A woman named Sharon Bialek, flanked by attorney Gloria Allred, said at a news conference Monday that the presidential candidate reached under her skirt and tried to push her head toward his crotch in a parked car in 1997. Bialek is a former staffer of the National Restaurant Association who says she was seeking to regain her job.
The Cain campaign immediately issued a statement declaring that “Mr. Cain has never harassed anyone” and dismissing what it called “bogus attacks.”
Bialek said she told two other people, one of them her boyfriend at the time, about the alleged groping, so corroborating witnesses could emerge. Allred says she has two such affidavits.
The spectacle, carried by CNN, adds what the weeklong media coverage has been conspicuously lacking: an accuser with a name and face, and a specific account of what Cain is alleged to have done. And Bialek’s account, if it is to be believed, goes far beyond remarks that some of the unnamed accusers have said made them uncomfortable, charging Cain with unwanted physical contact.
The sight of Cain’s latest accuser, whose flowing blonde hair dipped over one eye, not only personalizes what had been an abstract scandal but gives it an interracial aspect and places it firmly in an employment context.
According to Bialek, the two were having dinner when Cain informed her that he had upgraded her hotel room to what she described as a “palatial suite.” When she mentioned her boyfriend and said she wanted “my job back,” Cain said he would “look into that,” Bialik said.
While driving back from dinner, Cain said he would show her the restaurant association’s offices and parked down the block. Then, according to Bialek, he slid his hand “under my skirt and reached for my genitals. He also grabbed my head and brought it toward his crotch.”

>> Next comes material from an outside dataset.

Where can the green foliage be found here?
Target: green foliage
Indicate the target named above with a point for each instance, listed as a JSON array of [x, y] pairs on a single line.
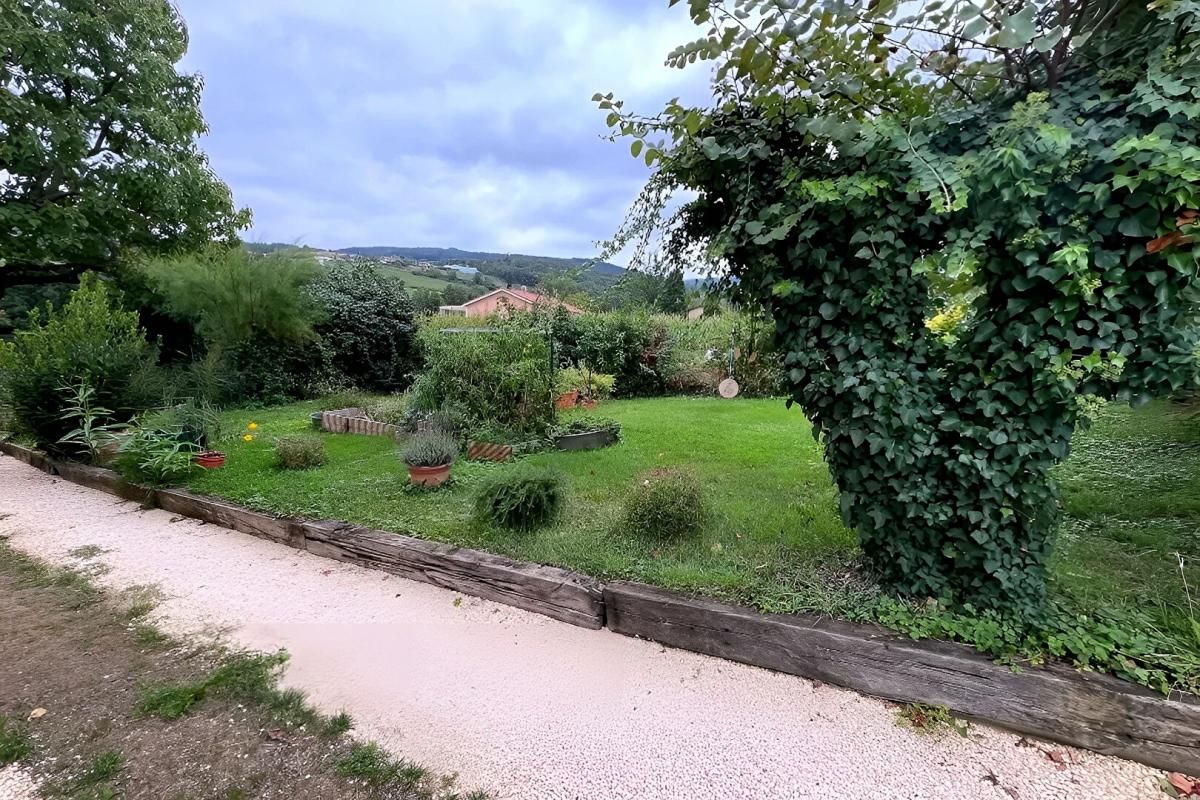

When she protested, mentioning her boyfriend, Bialek says Cain replied: “You want a job, right?”
But then, she added, “I asked him to stop, and he did.” Bialek said she never filed any kind of complaint but wants the former pizza executive to acknowledge what he did: “Mr. Cain, I implore you—make this right.”
The news conference followed the first sign that the controversy is beginning to chip away at Cain’s standing in the polls. A Reuters/Ipsos survey found his favorability rating among Republicans slipping from 66 percent a week earlier to 57 percent. And a majority, 53 percent, believe the harassment allegations are true.
In an NBC/Wall Street Journal poll out Monday, negative impressions of Cain among Republicans doubled, from 18 to 35 percent. At the same time, 54 percent of those responding said they aren’t concerned about voting for Cain despite the allegations.